Motor insurance system in West Africa

The Ecowas Brown Card Insurance Scheme is a motor insurance mechanism designed by ECOWAS to guarantee traffic accident victims a fair and accessible compensation for accidents caused by non-resident motorists traveling through the region. It was created in the wake of the African Continental Free Trade Agreement to ensure that vehicles in transit that engage under the premise of free trade and movement are duly insured as they move within the West African sub-region.

== Background ==
The Ecowas Brown Card was signed by Heads of States and Governments in the ECOWAS region on 28 May 1982. It was signed in Cotonou, Benin as Protocol A/P1/5/82 to embody on legal, technical and financial basis, the guarantees of motorists transiting through an ECOWAS state.
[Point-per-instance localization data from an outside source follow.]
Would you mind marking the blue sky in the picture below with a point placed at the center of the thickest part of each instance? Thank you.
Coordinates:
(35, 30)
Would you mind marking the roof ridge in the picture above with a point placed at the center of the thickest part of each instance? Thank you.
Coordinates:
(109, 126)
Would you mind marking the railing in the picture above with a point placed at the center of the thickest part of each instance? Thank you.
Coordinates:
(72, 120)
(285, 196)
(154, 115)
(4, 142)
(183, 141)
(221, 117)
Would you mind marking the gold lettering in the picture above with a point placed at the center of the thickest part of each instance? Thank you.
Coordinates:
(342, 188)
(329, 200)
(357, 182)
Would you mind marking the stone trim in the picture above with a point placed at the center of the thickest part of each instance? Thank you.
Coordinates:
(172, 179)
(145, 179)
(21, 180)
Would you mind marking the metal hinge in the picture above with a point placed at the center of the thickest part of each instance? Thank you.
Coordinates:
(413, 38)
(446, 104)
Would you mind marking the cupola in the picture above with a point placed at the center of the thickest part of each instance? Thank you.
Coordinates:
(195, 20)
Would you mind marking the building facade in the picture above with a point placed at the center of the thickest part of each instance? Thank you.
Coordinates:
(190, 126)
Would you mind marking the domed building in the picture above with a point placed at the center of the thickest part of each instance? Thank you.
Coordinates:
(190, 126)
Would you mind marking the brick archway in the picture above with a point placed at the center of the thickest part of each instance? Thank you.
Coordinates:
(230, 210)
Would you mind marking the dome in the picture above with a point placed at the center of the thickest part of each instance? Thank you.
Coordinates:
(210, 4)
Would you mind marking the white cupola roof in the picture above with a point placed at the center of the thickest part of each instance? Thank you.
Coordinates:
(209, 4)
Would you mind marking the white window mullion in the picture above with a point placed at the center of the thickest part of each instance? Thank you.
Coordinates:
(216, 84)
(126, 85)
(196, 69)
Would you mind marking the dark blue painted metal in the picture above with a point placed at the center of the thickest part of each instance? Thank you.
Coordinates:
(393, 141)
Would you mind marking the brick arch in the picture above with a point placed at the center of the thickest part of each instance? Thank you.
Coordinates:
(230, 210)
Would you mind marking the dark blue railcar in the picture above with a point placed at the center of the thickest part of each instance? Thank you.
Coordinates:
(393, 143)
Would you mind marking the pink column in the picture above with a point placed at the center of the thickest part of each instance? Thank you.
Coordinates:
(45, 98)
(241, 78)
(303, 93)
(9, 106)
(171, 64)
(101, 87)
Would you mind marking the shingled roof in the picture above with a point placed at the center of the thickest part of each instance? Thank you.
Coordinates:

It is issued through insurers to motorists who sign up for a liability insurance policy for driving in their own countries.

== Accepting Countries ==
These are the ECOWAS member state that issue a brown card with regulation from their respective national bureaux.

- Benin
- Burkina Faso
- Ivory Coast
- Gambie
- Ghana
- Guinea-Bissau
- Guinea
- Liberia
- Mali
- Niger
- Nigeria
- Senegal
- Sierra Leone
(as at February 2022, Sierra Leone had been suspended from the scheme due to failure to pay contributions)
- Togo

== The Permanent General Secretariat ==
On July 28, 1994, the Ecowas Council of Ministers under the decision C/DEC/7/2/94 created the Permanent General Secretariat to monitor the implementation of Protocol A/P1/5/82. It is headquartered in Togo and led by Mr. Winfred Kwasi Dodzih, who acts as the Permanent Secretary General of the Council of Bureaux of ECOWAS Brown Card Insurance.

The executive committee of the ECOWAS Brown Card Insurance Scheme declared 29 May, as the Ecowas Brown Card Day to raise awareness of the scheme.